Sure, I'll put it on my github account in the next couple days
Moazam Raja wrote:
Eric, would it possible for you to publish your test setup so others
can try it on different hardware and/or tweak the config a bit?
Thanks.
-Moazam
On Fri, Mar 6, 2009 at 8:22 AM, Eric Lambert <[email protected]> wrote:
Hey Adam:
I've done some simple profiling of the spy client and noticed a drop off in
performance when the number of threads exceeds about 40 (this was on a Sun
Fire x2200 m2, dual core) which sounds similar to the issue you are seeing.
You can see the details of the benchmark on my blog
http://blogs.sun.com/elambert. I've had it as a background task to root
cause the issue and now that I see that it is happening in the real world
and not just my benchmark I'll give this some attention in the very near
future.
I do have a couple comments, although I don't know how useful they'll be
1) In my benchmark I noticed that throughput plateau's at about 20 threads
and that adding more threads (threads 21 - 39) after this point does not
appear to significantly change throughput. Do you know if your clients have
hit such a plateau? In which case, maybe dialing down the concurrency is the
right call since adding more threads is not getting you anything.
2) I also noticed that when I run the benchmark on older non multi-core
hardware (say Sunfire v20z with two cpus), I dont see the performance drop
(which i am sure is a big clue as to cause).

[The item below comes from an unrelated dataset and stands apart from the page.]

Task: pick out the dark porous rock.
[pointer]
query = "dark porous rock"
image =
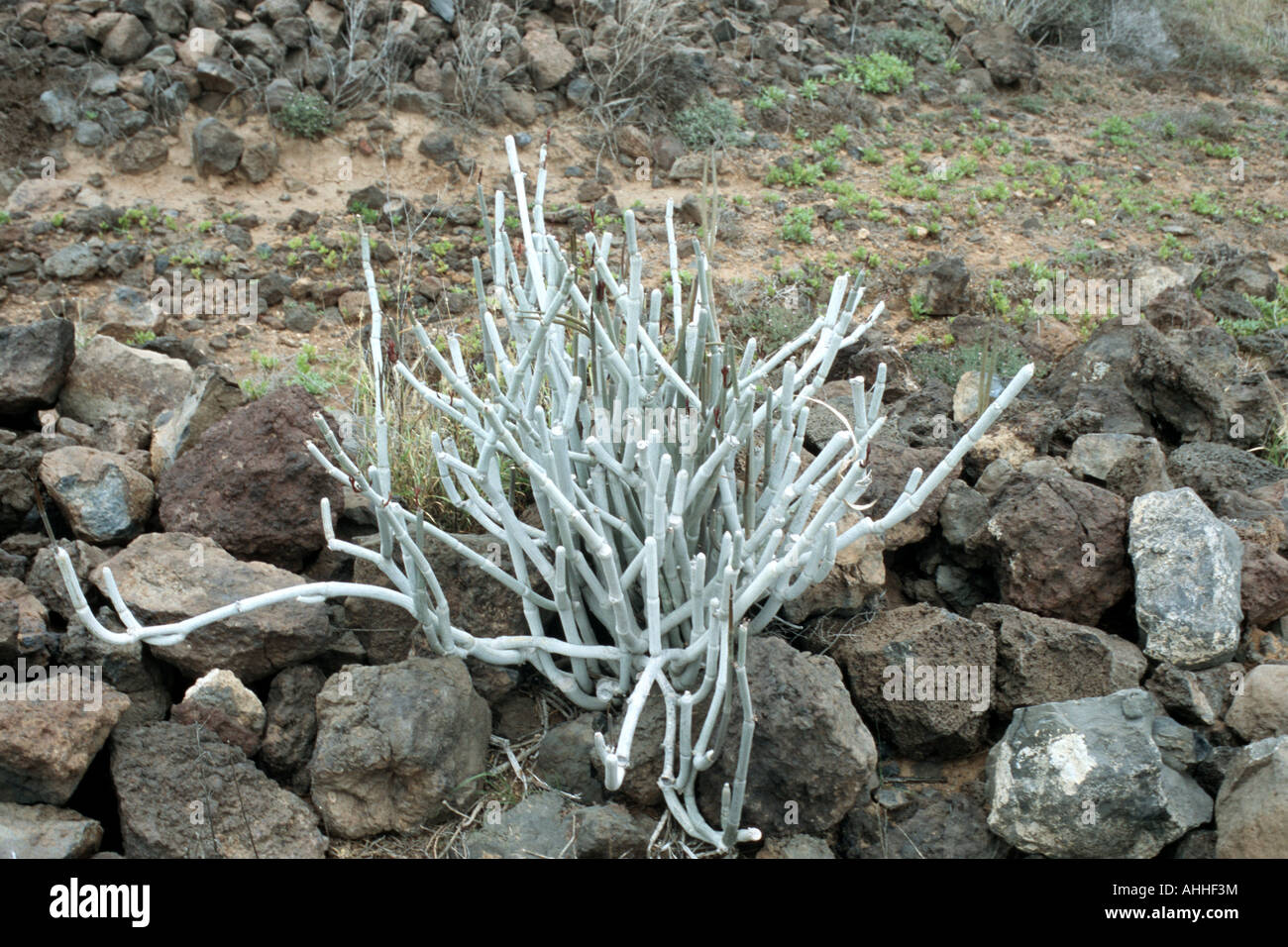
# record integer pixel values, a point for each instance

I'll try and spend some time looking into this in the next day or two and
let you know what i find.
Eric
Adam Lee wrote:
we recently made the switch from the whalin client to spy and seem to
be running into problems under heavy concurrency/load in our front-end
servers and i was wondering if anybody (dustin, perhaps?) had any
ideas for strategies to deal with it.
the majority of our front-end servers are sun fire t1000s (8 cores, 4
threads per core) running solaris 10, so obviously the spy client
works a lot better for us in the vast majority of cases-- the
synchronized blocks in the whalin connection pool gave us a lot of
contention problems in particular. when the systems get busy, though,
it seems that i/o can't keep up and we start seeing a lot of timeouts,
which in turn has a domino effect and effectively brings down the
entire cluster. the problem is that the machines aren't even reaching
60% cpu when this happens.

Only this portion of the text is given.